Other works of his deal with aspects relating to nationalities, frontiers and the way in which cultural values are defined. For example, in Rescued Rhododendrons (2002), he transported seven rhododendron plants from the north of Scotland (where they are now considered harmful to the ecological balance) to the south of Spain, in a process that reversed the introduction of this plant into Great Britain in the eighteenth century, precisely from Spain.

In Flaga (1972-2000) (2002), Starling used the same process of singularising mass-produced articles in order to make them unique, by driving a red Fiat 126 from Turin to Cieszyn in Poland, where he replaced some of the original bodywork by other pieces manufactured in Poland. With this he exemplified, in the most complicated and artisan way possible, not only passages of a political and industrial history shared by Italy and Poland but also a globalisation that often involves the search for new markets and cheaper labour.

Other works by Starling contain references to the Modern Movement and to the failure of its utopias, in an attempt to recover that ideological impulse. He therefore creates hand-made replicas, produced from discarded materials, lamps (Home-made Henningsen, PH5, 2001) and other objects that, although they were originally designed as democratic improvements to our living conditions, with time have become exclusively collector’s items.

Exposition, the project that Starling has designed specifically for the Espai 13, contrasts contemporary state-of-the-art technology with the evolution of the Modern Movement, taking as a reference point the 1929 International Exhibition in Barcelona, which was a real showcase of German design and technological advances of the period, with splendid displays created by Lilly Reich.

The basis of Exposition is a precious metal, platinum, which has a dual presence in the Espai 13: in the photographs affixed to the wall – which show images of the designs created by Lilly Reich for the German engineering pavilion at the 1929 Exhibition, obtained from platinum prints (a process widely used between 1860 and 1920) – and in the lighting for the photographs, using a fuel cell running on hydrogen, in which platinum is an essential element since it acts as a catalyst for the reaction between the hydrogen and oxygen that produces the energy.
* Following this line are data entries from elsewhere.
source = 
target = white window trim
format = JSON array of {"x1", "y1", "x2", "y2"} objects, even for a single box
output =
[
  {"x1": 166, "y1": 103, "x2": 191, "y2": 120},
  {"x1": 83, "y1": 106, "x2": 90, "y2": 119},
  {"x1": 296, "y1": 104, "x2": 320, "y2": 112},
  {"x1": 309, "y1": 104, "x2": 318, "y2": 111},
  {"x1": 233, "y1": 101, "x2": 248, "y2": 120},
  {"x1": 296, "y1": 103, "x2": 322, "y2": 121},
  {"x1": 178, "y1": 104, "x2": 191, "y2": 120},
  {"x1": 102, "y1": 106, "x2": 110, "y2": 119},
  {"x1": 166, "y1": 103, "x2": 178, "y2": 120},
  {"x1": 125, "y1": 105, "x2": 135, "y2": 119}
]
The photographs and the generator are separated by a gently curved smoked-glass partition that is in fact an appropriation of Lilly Reich’s designs for the Barcelona Exhibition. In the Espai 13, the glass is also a translucent mirror, on the distorted surface of which the two elements are visually fused.

In this way, the contradictions between two historical and geographical moments are merged and contrasted: on the one hand, the failure of the utopias of the Modern Movement, whose aesthetic has come down to us stripped of the ideological drive on which it was based, and on the other hand, the present difficulties in implementing the more revolutionary technologies – such as alternative forms of generating energy – partly because of the high cost of the platinum that is essential in order to make them work.

The title of Exposition refers not only to the 1929 International Exhibition in Barcelona but also to the exhibitions that present the latest technological innovations, and to Simon Starling’s own exhibition, which emphasises not only the contradictions of the Modern Movement but also those of the present day. With his painstaking research and surprising juxtapositions, Starling questions cultural values in relation both to the past and to our present.